From this perspective, one would expect sales to return to pre-pandemic levels. Although inventory levels declined in 2021 due to declining sales, I don’t expect the company to have difficulty increasing inventory levels to meet renewed demand again.
However, it is clear that cash flows from operating activities have suffered significantly since 2020, and it would be desirable for this figure to bounce back to previous levels to justify stock growth.

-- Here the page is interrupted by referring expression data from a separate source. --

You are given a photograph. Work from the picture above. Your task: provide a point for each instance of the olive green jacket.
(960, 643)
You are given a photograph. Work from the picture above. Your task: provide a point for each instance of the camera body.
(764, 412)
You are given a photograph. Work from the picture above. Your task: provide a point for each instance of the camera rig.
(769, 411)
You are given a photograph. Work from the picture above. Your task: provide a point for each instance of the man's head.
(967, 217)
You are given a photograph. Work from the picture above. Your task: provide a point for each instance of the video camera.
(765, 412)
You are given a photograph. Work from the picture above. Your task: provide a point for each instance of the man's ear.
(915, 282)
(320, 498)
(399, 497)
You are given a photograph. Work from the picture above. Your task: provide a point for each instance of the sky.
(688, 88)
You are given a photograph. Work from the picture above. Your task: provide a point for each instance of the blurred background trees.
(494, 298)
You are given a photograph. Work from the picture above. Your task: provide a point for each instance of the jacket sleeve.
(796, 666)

Barnes and aristocratic education: an annual report for 2021
In addition, although the company has managed to save cash, the company’s cash reserves still make up a small portion of total current liabilities.
For example, we see that cash and cash equivalents as a percentage of total current liabilities were 2.15% in 2021, slightly higher than 2.03% in 2020.
Barnes and aristocratic education: an annual report for 2021
In addition, we see that long-term borrowing has increased significantly compared to 2020, suggesting that a larger share of revenue growth should be directed to servicing this debt in the future.
Conclusion
Barnes & Noble Education continues to maintain a strong market position in the education sector in the United States.
However, I believe that even with the recent fall in prices and signs of a rebound in demand – it is unlikely that stocks will grow significantly until profits and cash flow begin to bounce significantly, and long-term debt will not show signs of decline.